[Feature] Benchmarking PostgreSQL vs. SQLite for Large-Scale VPN Networks Using Headscale #738

Closed
opened 2025-12-29 02:23:04 +01:00 by adam · 6 comments
Owner

Originally created by @nadongjun on GitHub (Jul 7, 2024).

Use case

Although Headscale is primarily designed for small-scale VPN environments (e.g., home VPNs), there is increasing interest in using Headscale to deploy large-scale VPN networks with over 500 clients. However, there is a lack of comprehensive guides and benchmark materials for such use cases. This benchmark provides recommendations for database configurations and comparison metrics to assist users in setting up large-scale VPN networks with Headscale.

  • The aim of this benchmark was to evaluate the suitability of SQLite (with the WAL option) versus PostgreSQL for large-scale client networks.
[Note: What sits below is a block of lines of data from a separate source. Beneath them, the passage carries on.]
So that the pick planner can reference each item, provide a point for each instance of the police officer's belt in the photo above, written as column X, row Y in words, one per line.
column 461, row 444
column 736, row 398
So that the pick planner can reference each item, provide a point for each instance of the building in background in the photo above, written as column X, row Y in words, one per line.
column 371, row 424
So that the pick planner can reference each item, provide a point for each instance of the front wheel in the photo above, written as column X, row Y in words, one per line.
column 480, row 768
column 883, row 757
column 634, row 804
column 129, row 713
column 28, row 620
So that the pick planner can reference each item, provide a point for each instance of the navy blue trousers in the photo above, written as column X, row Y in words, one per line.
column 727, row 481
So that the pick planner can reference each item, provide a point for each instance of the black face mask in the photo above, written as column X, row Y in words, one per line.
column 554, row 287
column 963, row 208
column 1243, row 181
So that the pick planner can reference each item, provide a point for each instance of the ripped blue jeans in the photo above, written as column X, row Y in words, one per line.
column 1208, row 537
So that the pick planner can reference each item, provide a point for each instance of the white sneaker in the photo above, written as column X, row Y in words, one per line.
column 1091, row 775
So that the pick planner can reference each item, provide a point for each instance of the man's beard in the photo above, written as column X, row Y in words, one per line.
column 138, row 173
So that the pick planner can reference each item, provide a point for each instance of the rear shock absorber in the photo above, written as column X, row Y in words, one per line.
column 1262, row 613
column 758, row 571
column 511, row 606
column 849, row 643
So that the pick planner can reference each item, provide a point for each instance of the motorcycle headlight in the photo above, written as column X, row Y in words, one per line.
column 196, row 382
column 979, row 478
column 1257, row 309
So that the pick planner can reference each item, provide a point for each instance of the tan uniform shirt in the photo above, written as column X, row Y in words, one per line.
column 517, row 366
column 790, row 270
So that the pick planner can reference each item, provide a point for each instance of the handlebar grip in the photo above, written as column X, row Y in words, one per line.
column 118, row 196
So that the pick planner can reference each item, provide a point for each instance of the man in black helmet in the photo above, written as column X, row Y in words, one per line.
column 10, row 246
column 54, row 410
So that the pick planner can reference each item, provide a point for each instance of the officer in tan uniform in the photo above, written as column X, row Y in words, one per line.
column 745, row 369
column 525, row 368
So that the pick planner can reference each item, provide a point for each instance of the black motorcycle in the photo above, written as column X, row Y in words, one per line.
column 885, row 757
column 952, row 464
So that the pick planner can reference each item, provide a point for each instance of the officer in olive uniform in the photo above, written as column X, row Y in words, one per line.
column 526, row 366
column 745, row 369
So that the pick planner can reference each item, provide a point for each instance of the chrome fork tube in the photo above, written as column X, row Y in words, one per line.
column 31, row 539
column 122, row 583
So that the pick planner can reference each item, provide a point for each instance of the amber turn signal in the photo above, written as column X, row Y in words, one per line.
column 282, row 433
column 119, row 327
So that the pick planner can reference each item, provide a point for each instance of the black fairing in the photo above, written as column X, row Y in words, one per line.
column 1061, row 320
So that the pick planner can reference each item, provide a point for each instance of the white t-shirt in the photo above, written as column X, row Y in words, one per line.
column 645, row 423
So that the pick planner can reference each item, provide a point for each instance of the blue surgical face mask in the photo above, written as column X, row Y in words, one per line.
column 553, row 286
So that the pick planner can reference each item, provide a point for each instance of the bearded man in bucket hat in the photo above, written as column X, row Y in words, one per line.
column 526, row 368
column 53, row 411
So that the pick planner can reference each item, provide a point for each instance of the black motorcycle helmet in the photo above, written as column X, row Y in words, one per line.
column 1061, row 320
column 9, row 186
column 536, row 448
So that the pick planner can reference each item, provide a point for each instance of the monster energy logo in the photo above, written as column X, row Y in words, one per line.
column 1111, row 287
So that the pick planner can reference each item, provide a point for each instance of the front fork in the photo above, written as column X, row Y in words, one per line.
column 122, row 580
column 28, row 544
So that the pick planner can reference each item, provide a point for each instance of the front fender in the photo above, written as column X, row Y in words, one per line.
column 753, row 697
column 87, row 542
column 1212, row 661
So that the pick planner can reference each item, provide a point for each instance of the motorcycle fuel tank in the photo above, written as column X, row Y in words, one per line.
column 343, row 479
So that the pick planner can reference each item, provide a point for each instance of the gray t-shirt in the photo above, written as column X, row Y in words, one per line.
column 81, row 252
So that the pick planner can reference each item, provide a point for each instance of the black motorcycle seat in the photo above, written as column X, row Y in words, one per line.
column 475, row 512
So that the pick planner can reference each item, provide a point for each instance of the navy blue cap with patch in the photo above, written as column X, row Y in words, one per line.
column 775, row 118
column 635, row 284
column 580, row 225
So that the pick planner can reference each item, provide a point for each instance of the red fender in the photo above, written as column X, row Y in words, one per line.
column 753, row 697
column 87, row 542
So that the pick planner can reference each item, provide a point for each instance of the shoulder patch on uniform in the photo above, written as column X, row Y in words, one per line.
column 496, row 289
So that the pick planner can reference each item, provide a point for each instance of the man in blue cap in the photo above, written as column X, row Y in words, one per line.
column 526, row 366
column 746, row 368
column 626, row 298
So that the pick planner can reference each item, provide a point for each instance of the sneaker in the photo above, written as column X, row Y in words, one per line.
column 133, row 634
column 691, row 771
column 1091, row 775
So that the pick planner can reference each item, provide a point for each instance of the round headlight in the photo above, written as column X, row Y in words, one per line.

The evaluation criteria included error occurrence frequency, client request processing time, and profiling results.
  • The benchmark results showed that PostgreSQL outperformed SQLite in terms of total client creation time, error occurrence frequency, and profiling results.
  • Based on these results, it is recommended to update the documentation and config.yaml to include criteria for selecting a database based on different use cases.

Description

Benchmark Environment

  • A single Headscale server was used to create and connect 60 Tailscale clients on each of 10 EC2 instances.
    • Headscale Instance: t2.large instance deployed in the ap-northeast-2 region
    • Tailscale Clients: 10 t2.medium instances (5 in ap-northeast-2 and 5 in us-east-1), with 60 Tailscale clients deployed per instance (total 600 tailscale client)
      - The benchmark was performed in a consistent environment where the only variable was the choice of database specified in the headscale config.yaml: either PostgreSQL or SQLite (with the WAL option).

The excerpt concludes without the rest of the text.